The global fall in demand for Indian goods is also beginning to bite. India’s merchandise exports tripled between 2002 and 2008. Even between April and September 2008, exports rose more than 30 percent over their level during the corresponding period of the previous year. But since October, exports have started to fall.
The story on the foreign investment front is similar. Between 2002 and 2007, annual direct foreign investment and portfolio investment together rose 10-fold from $6 billion to $62 billion. But between April 1 and Oct. 31 of 2008, this figure stands at $10 billion. The figure for the corresponding period in the previous year was $37 billion.
The Indian government has acted to unfreeze liquidity by aggressively cutting interest rates, the cash reserve ratio, and the statutory liquidity ratio. It has also announced fiscal stimulus in two stages, though on a much smaller scale than in many other countries. This is appropriate for two reasons: India already has a very large fiscal deficit on top of a massive debt-to-GDP ratio of more than 80 percent. Also, the forthcoming national elections, expected in May 2009, are bound to accelerate government spending independently of the stimulus package.

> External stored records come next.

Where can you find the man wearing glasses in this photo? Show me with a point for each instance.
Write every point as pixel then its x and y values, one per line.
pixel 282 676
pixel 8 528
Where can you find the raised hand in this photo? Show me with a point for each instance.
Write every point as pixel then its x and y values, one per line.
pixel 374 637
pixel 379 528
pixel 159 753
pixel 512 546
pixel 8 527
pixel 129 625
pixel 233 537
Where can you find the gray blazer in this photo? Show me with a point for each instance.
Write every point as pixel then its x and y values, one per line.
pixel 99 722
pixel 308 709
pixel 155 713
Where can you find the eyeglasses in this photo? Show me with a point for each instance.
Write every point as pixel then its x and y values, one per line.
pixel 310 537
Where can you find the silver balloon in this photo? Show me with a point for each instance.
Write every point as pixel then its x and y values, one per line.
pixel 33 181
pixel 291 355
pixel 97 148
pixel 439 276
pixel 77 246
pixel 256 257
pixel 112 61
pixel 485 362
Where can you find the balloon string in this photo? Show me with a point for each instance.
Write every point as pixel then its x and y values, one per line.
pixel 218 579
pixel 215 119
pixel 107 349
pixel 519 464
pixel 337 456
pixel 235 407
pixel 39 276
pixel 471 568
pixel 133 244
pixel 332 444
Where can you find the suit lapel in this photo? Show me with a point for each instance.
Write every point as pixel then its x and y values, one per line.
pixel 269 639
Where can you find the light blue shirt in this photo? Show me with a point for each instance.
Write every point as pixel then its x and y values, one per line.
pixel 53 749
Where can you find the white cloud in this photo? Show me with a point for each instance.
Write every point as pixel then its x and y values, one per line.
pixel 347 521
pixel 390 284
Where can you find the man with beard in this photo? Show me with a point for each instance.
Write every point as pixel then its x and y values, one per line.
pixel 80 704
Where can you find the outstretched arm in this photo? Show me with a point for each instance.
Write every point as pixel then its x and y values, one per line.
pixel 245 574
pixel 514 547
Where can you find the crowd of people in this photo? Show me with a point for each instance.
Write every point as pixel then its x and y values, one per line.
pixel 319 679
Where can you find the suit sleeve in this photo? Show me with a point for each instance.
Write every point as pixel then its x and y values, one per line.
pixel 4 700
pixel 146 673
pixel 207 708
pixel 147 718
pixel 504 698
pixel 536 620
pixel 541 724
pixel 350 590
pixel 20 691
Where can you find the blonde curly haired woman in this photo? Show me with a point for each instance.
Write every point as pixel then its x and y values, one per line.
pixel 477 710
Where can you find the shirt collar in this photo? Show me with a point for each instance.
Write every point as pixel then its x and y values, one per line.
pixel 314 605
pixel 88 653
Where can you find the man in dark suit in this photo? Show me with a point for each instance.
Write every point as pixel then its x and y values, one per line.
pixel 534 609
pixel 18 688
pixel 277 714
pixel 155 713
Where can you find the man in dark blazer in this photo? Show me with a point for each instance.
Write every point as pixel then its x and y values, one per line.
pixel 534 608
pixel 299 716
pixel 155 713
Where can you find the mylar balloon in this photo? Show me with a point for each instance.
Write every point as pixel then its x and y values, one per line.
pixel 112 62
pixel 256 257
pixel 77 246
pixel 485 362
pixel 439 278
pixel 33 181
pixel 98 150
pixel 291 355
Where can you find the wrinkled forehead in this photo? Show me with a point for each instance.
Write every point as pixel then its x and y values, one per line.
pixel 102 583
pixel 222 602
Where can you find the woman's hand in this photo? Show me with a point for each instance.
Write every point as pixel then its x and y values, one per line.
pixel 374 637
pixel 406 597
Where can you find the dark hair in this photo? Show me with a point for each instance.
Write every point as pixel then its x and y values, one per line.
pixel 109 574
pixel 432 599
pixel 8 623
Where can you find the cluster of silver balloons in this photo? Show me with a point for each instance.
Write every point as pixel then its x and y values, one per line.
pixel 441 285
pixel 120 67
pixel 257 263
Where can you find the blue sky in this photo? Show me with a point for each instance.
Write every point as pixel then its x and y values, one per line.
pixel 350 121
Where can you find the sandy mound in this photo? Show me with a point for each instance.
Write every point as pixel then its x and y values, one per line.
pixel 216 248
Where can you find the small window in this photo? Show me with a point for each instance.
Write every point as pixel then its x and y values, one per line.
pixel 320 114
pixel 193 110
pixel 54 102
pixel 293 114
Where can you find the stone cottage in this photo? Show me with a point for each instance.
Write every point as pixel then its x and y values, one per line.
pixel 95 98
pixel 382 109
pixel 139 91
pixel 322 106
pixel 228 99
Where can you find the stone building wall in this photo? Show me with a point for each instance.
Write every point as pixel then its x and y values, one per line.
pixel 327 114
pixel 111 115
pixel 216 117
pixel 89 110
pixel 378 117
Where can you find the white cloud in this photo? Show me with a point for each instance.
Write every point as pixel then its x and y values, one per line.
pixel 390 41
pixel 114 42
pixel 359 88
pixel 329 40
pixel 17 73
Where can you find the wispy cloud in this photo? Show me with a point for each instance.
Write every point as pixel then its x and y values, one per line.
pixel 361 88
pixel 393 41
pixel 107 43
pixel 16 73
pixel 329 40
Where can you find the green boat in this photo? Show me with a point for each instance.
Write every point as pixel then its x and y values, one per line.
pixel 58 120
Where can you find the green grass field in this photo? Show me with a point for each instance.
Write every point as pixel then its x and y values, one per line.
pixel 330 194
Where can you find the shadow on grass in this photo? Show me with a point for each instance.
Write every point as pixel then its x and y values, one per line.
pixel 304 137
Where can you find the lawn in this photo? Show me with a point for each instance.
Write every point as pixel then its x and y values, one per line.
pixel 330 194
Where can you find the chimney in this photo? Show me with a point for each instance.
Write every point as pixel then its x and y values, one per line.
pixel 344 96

Can India’s good fortune continue? The jury is still out on how the economy will perform in 2009 and beyond. Some pessimists see India returning to the 5 to 6 percent growth rate of the early 2000s. I do not share this view. Even with the global financial crisis, India is likely to sustain growth of 8 to 9 percent in the coming decade thanks to its top-class entrepreneurs, more competitive markets, high savings rate, and increasingly younger population. But as India toasts its continued economic success, it would be unwise to overlook the careful regulation of financial markets that at least partially protected it from the worst effects of the financial crisis.